The respective profiles of the manufacturing and service industries have changed due to these influences of globalism, IT/IS, and environmental concerns. Companies have been further compelled to compete based on an array of performance criteria, such as price, quality, flexibility, dependability, and responsiveness. Thus, they have had to develop the following operational techniques and strategies: (e.g., [13]):

  • Lean manufacturing is a system-based methodology for the reduction and elimination of waste in all its forms [14]. These lean concepts have been extended to service operations and delivery.

  • Agile manufacturing as a key component of operational flexibility [12]: This may include the use of reconfigurable manufacturing systems, which are designed for rapid change in structure and components to respond to sudden market changes

  • Business process reengineering (BPR) infers a basic restructuring of essential business functions and processes to optimize the workflow and productivity in an organization [15]. This optimization is measured in terms of performance indicators, including cost reduction, and increases in revenue and profitability, which are then mapped with the processes to which they apply.

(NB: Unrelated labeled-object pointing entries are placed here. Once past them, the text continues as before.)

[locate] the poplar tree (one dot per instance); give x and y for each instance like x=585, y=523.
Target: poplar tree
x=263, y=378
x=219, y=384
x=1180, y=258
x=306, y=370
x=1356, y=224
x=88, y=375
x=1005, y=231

  • Supply chain management is increasingly treated more as a strategic and cross-functional activity in the context of a global operating environment [13]. This includes the development of build-to-order supply chains and other configurations that support a greater level of flexibility and customer responsiveness.

  • Systems engineering entails a logical sequence of events which converts a set of requirements into a complete system description that fulfills the objective in an optimum manner [16]. It provides a framework to integrate these progressively more complex techniques.

  • Project management has long been considered to be an OM topic [13]. As manufacturing has shifted from mass production to mass customization, the capability of project management to address unique aspects “has regained its importance in global enterprise environments and operations” [4].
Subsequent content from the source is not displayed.